Well, there’s someone out there for everyone and opossum mating season lasts from about January to July. Since they don’t have a placenta for protection, the babies get kicked out by the mother’s immune system pretty early.

The very tiny young (maybe a little bigger than a pencil eraser) are born after only 12-13 days of gestation and spend their first 50-60 days affixed to a nipple in the mother’s pouch. It’s kind of like a uterus, but outdoors and with some hair and grit.

Later, the young sometimes endearingly ride around on their mother’s backs, but by about 100 days, she’s sick of them and the maternal bond evaporates. Adult opossums prefer their own company and rarely live more than about 18 solitary months. The oldest known opossum was only 3 years old.
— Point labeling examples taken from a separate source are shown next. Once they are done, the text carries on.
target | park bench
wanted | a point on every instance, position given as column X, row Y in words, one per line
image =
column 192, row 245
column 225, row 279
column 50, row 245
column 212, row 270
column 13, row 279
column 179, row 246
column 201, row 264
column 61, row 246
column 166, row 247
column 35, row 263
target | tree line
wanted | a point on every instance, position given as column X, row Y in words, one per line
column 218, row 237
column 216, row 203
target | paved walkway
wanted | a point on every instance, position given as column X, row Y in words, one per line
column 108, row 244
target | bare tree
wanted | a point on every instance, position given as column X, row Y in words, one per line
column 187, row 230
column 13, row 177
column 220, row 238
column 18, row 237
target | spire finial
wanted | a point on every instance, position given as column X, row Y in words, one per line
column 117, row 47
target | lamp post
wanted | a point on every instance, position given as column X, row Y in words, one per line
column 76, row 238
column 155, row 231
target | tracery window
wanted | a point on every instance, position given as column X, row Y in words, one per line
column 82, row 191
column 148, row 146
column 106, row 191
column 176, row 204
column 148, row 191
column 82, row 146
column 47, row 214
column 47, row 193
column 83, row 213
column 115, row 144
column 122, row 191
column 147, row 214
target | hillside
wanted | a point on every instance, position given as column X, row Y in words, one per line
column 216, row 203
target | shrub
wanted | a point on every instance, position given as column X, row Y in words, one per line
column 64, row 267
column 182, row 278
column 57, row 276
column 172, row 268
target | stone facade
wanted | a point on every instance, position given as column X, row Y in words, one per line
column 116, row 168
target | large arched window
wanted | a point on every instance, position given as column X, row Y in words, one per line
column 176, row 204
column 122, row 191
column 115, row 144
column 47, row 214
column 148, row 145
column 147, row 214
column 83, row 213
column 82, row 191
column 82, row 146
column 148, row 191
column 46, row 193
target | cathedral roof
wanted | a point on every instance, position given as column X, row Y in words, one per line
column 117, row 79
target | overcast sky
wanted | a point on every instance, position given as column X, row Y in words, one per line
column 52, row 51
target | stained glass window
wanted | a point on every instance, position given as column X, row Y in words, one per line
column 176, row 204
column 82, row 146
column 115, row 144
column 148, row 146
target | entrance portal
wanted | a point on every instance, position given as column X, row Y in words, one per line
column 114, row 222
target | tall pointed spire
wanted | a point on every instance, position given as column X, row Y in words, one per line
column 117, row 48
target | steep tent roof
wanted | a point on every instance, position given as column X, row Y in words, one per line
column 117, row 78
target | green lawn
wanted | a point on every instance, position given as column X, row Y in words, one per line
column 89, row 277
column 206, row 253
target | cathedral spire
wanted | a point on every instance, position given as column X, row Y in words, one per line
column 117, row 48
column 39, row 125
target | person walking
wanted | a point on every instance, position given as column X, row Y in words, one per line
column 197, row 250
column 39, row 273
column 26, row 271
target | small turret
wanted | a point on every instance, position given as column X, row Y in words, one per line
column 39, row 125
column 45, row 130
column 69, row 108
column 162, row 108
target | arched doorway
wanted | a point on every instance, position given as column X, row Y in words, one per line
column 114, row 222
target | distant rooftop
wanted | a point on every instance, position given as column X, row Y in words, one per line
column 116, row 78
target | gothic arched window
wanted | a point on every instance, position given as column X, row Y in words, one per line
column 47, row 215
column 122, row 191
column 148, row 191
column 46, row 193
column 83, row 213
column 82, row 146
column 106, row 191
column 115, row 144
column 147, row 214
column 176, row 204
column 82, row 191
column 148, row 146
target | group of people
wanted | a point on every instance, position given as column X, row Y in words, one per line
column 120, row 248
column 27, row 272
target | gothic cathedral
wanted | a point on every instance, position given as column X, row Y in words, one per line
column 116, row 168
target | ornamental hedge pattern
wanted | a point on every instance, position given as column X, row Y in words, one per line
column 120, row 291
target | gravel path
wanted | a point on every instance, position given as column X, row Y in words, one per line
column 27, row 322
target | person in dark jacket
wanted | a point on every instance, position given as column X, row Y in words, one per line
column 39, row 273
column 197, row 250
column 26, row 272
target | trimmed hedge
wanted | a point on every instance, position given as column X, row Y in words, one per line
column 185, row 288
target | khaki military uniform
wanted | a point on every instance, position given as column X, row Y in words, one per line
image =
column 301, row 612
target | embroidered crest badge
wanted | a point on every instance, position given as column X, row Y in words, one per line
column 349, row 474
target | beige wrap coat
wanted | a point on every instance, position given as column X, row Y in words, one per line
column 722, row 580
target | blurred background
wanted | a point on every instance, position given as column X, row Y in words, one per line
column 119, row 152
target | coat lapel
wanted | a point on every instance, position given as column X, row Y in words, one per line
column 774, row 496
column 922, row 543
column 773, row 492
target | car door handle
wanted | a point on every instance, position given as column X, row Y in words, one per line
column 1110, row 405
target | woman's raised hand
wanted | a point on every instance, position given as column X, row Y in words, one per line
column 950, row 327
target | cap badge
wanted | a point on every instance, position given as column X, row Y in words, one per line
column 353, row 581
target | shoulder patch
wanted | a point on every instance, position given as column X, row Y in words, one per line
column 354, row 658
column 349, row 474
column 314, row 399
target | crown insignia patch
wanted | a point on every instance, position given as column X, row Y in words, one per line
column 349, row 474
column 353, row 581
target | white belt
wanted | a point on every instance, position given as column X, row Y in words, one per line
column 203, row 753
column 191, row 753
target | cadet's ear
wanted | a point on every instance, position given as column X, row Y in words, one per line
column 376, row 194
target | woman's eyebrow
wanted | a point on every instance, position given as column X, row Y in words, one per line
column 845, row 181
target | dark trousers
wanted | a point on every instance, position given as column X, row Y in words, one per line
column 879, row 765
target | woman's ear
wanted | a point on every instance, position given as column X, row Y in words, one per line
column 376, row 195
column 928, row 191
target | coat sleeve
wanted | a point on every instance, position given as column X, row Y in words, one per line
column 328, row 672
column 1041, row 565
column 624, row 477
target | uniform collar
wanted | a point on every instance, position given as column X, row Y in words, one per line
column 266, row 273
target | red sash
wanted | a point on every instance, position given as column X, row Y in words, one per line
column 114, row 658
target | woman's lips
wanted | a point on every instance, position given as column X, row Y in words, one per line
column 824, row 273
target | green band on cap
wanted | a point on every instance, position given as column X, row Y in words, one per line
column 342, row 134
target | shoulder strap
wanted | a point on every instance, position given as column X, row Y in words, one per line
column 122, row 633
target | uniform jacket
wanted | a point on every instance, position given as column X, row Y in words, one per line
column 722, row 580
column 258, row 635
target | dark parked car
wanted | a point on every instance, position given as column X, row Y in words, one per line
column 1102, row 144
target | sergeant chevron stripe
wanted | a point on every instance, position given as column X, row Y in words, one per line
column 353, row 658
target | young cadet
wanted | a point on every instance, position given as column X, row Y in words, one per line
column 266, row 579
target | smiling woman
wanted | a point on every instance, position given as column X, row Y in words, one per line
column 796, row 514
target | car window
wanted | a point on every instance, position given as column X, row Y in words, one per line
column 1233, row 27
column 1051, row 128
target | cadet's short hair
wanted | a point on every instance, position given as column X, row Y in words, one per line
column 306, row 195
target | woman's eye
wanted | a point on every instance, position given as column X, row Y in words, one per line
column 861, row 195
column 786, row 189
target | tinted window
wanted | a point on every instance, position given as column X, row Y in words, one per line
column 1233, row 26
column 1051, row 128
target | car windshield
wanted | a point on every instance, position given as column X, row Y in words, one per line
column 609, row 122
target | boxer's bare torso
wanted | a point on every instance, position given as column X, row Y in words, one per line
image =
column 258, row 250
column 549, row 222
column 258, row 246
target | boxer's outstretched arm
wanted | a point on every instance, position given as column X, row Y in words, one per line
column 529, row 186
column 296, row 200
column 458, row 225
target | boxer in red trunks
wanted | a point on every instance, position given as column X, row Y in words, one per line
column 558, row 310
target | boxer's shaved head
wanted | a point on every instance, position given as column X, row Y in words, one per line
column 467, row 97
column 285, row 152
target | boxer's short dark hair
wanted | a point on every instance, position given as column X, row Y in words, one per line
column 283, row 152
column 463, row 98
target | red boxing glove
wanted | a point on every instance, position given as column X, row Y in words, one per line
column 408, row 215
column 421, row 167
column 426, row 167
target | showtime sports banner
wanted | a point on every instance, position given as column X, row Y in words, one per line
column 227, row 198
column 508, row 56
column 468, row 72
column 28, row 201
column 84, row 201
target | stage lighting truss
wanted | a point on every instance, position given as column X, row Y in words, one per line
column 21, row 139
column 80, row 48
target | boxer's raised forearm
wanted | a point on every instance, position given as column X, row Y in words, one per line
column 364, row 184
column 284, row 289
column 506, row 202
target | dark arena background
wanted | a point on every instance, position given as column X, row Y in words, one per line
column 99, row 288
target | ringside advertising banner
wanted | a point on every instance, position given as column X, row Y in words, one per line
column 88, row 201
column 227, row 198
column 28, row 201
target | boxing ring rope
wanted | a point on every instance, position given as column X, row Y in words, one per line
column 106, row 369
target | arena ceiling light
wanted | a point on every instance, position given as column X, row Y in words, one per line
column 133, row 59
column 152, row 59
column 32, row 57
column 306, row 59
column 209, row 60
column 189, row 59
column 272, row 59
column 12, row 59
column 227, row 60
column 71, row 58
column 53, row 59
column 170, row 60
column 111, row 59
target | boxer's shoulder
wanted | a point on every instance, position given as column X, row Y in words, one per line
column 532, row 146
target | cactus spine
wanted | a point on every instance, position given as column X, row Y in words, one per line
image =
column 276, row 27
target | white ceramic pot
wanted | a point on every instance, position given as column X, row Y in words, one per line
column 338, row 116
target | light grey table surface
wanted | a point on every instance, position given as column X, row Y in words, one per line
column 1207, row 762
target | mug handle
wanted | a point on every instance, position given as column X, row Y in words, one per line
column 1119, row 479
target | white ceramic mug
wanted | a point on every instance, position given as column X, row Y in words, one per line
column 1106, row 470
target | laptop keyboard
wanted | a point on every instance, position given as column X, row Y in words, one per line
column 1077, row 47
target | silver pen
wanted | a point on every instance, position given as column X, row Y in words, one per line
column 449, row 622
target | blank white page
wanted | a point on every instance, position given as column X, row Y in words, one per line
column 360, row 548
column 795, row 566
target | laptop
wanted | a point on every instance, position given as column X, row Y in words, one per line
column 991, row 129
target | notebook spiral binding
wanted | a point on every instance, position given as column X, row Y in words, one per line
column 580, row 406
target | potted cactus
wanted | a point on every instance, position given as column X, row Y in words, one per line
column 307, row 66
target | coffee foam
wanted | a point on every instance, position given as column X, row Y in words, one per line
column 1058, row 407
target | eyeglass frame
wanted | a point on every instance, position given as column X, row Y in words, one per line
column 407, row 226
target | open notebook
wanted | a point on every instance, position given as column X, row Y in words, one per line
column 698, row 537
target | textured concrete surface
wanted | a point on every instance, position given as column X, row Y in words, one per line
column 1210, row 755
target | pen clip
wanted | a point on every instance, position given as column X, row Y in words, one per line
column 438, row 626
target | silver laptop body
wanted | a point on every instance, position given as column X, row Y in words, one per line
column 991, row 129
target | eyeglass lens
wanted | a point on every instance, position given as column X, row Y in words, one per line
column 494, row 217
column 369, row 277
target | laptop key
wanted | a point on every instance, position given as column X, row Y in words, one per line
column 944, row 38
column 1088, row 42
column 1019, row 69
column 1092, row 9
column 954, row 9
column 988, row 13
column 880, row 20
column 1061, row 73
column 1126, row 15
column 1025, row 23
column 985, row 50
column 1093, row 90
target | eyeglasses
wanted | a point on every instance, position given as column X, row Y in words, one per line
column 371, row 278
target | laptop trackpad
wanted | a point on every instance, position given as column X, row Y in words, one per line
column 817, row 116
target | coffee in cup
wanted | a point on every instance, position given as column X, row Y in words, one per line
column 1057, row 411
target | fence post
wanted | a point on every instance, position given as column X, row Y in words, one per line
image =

Overall, they seem sort of ill-equipped, but marsupials (mammals with this pouch thing) have been around since before the dinosaurs died out and there still are more than 300 different species, mostly in South America and in and around Australia.

The somewhat revolting Virginia opossum is the only marsupial native to North America and is found from Central America on up through the eastern US into southern Ontario. They do pretty well around people, so they’ve been expanding their range northward right along with suburbia and hobby farms.

Somebody thought it’d be a good idea to introduce them to the West and now a population extends up along the coast into British Columbia. Although maybe not so much now that we’re living in the Dorito Age, they used to be hunted for food over a lot of their range (As in “Hey Jethro! Let’s get Granny to whomp up some ’possum and grits! Mmm-mmm!” Remember that from “The Beverly Hillbillies”?).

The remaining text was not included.